I am trying to build a dataset that produces random pairs of frames from the same video sequence. I have two alternative implementations each with its own drawback.

One class deriving from dataset produces tensors of 15 frames then the getitem function randomly samples 2 without replacement. This leads to a very small number of batches and a lot of “wasted” frames per epoch. However one benefit is that each epoch “sees” different pairs of frames.

The other dataset class generates pairs of frames directly in the constructor by permutation. The benefit is that all the frames are used for each epoch.

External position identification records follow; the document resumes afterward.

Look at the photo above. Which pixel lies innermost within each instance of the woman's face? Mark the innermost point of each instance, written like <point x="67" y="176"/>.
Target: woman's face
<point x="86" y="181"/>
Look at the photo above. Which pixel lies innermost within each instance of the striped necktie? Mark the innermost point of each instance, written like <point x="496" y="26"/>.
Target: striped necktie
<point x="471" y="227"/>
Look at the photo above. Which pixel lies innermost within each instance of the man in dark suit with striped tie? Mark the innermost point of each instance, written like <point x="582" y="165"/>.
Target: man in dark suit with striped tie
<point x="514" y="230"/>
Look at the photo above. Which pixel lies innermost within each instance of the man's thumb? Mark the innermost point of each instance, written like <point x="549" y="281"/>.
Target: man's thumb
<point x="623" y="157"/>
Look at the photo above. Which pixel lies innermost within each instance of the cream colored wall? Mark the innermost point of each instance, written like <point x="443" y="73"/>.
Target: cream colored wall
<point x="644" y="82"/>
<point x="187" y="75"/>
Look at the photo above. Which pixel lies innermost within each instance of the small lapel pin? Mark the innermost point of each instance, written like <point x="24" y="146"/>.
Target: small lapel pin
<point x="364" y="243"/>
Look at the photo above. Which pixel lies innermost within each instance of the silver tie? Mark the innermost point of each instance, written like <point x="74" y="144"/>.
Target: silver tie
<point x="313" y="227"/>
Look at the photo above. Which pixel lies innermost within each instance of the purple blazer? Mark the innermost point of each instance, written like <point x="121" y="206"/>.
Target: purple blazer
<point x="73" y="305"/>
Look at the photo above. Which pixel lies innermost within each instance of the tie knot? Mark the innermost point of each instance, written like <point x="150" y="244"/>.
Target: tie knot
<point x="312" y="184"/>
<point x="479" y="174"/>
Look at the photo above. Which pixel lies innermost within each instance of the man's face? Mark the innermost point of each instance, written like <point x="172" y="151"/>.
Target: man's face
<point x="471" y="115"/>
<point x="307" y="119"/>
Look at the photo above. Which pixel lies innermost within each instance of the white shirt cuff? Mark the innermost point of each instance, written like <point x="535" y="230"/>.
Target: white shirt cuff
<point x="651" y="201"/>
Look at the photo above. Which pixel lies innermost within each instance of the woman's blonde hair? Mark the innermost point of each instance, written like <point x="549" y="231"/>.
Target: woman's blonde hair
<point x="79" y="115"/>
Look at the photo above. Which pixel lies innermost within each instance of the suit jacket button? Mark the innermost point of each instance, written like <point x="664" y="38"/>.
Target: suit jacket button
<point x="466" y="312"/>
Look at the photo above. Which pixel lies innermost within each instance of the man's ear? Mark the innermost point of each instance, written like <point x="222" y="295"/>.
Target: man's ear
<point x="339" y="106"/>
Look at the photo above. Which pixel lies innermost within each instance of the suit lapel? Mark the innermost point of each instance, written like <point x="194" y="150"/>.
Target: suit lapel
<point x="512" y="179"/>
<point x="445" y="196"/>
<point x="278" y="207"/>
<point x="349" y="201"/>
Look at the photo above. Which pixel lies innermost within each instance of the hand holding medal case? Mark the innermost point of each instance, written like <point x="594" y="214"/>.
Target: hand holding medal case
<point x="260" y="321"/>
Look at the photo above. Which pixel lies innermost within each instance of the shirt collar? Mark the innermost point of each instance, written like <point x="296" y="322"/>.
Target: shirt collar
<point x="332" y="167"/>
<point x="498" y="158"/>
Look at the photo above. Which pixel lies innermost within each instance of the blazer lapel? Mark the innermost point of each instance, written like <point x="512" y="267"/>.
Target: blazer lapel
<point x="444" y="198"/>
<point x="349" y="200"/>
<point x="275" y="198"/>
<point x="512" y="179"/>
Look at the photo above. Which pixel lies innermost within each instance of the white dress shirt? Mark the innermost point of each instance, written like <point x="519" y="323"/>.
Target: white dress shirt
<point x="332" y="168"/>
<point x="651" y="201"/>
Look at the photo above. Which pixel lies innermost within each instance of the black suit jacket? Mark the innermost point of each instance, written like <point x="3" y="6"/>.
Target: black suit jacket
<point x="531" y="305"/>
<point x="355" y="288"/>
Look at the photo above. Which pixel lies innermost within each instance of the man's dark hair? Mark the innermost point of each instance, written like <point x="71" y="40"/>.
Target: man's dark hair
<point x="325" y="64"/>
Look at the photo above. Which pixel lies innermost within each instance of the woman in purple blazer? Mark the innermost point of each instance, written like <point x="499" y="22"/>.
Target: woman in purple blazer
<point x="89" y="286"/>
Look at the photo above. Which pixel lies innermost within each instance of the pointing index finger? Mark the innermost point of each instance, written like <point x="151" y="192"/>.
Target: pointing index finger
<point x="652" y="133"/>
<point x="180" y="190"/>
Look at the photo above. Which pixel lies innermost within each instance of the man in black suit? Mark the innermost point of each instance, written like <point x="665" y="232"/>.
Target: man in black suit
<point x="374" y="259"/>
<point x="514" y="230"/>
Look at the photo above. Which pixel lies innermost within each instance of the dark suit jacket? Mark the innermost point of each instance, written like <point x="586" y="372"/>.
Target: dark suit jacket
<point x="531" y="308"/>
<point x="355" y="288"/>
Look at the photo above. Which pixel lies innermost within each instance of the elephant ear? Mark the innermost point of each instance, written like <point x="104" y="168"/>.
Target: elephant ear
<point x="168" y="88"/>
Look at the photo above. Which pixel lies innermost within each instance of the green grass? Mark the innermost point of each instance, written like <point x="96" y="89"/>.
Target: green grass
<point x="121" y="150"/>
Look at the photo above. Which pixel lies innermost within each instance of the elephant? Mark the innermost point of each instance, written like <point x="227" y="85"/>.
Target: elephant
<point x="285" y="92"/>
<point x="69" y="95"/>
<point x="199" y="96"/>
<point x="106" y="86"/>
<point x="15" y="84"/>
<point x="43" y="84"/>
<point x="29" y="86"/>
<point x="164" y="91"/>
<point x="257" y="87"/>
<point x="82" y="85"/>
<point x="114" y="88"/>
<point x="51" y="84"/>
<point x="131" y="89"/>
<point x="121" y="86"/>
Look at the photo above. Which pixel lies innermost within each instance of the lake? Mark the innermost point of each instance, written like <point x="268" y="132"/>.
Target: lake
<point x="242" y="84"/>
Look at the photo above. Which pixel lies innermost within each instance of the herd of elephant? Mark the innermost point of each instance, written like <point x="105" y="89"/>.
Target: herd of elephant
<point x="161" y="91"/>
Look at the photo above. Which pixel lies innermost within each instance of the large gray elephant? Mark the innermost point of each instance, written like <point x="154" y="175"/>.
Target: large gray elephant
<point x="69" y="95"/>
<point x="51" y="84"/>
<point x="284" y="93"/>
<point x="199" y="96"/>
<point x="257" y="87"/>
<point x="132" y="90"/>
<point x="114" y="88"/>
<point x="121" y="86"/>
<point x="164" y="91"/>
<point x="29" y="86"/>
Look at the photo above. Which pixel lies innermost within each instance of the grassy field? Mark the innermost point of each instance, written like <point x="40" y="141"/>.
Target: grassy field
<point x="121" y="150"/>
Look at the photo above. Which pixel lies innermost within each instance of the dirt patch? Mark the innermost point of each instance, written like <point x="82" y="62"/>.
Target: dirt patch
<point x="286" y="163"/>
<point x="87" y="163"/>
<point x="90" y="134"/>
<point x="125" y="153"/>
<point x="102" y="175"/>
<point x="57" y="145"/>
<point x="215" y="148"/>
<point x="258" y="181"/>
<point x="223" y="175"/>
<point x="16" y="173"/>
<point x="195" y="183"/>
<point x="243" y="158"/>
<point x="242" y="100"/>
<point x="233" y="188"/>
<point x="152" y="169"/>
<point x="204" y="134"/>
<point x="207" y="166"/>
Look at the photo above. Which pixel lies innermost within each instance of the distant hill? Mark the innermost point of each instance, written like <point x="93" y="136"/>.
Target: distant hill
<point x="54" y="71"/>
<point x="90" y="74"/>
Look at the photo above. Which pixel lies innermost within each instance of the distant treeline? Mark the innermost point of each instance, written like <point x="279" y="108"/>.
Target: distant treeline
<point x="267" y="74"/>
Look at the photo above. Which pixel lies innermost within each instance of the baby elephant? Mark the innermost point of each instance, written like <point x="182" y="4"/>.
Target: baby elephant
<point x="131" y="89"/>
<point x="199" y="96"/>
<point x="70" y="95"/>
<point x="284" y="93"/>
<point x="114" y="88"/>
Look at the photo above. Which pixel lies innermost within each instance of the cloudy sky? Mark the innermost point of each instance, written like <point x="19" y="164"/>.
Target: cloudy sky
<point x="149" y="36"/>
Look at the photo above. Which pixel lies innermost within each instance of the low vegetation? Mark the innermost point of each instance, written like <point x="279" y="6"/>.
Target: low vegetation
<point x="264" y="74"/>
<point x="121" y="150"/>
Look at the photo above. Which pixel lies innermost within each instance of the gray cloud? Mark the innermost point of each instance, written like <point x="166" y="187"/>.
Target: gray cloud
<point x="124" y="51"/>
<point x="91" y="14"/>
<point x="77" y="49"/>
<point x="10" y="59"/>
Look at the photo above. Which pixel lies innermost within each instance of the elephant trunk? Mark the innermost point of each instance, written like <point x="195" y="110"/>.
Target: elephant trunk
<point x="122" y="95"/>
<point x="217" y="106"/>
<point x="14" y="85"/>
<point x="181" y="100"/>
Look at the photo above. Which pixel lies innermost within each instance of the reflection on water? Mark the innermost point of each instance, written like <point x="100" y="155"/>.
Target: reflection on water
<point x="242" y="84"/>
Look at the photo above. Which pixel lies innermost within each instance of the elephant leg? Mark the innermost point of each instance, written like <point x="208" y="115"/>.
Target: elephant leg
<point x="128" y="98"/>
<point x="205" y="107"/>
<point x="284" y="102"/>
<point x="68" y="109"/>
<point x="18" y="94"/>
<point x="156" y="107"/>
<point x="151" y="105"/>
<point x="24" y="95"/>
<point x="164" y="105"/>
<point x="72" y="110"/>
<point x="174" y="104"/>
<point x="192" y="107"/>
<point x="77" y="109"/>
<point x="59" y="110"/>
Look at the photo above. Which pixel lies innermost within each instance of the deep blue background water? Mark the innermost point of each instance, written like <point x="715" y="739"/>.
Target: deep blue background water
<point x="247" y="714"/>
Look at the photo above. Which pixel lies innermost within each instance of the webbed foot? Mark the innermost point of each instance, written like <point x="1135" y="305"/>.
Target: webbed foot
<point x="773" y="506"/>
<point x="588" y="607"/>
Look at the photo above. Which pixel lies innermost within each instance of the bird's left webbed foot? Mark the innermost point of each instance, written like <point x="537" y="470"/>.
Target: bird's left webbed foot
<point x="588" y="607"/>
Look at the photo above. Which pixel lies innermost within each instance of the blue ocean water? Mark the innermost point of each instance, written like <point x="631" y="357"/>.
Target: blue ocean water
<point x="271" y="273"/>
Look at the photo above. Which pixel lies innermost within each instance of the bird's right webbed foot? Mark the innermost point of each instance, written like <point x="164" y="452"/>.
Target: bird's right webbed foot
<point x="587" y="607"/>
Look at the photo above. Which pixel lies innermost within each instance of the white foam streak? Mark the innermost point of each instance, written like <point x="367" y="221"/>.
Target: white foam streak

The drawback is that all epochs will see the same fixed frame pairs.

Is there a way to implement a dataset/dataloader which combines the benefits of both: creates new frame pairs for each epoch and uses all the frames for each epoch without waste.

Below is the code for the second approach:

class TwoFramesDataset(Dataset):
    def __init__(self, directory, dataset="train", transform=None):
        self.transform = transform
        self.instances, self.labels = self.read_dataset(directory, dataset)
        self.instances = torch.from_numpy(self.instances)
        self.labels = torch.from_numpy(self.labels)

    def __len__(self):
        return self.instances.shape[0]

    def __getitem__(self, idx):
        instances = self.instances[idx]
        transformed_instances = []
        for _, frames in enumerate(instances):
            transformed_frames = [self.get_frame(frames, 0), self.get_frame(frames, 1)]
            transformed_instances.append(torch.stack(transformed_frames))
        sample = {
            "instance": torch.stack(transformed_instances).squeeze(),
            "label": self.labels[idx]
        }
        return sample

    def get_frame(self, frames, i):
        frame = frames[i, :, :].unsqueeze(0)
        frame = torchvision.transforms.ToPILImage()(frame / 255)
        if self.transform is not None:
            frame = self.transform(frame)
        return frame.squeeze()

    def zero_center(self, mean):
        self.instances -= float(mean)

    def read_dataset(self, directory, dataset="train", mean=None):
        if dataset == "train":
            filepath = os.path.join(directory, "train.p")
        elif dataset == "dev":
            filepath = os.path.join(directory, "dev.p")
        else:
            filepath = os.path.join(directory, "test.p")
        videos = pickle.load(open(filepath, "rb"))

        instances = []
        labels = []
        current_block = []
        for video in videos:
            frames = video["frames"]
            perms = torch.randperm(len(frames))
            for i in range(len(frames)//2):
                current_block.append(frames[perms[i*2]])
                current_block.append(frames[perms[i*2+1]])
                current_block = np.array(current_block)
                instances.append(current_block.reshape((1, 2, 60, 80)))
                labels.append(CATEGORY_INDEX[video["category"]])
                current_block = []

        instances = np.array(instances, dtype=np.float32)
        labels = np.array(labels, dtype=np.uint8)

        self.mean = np.mean(instances)

        return instances, labels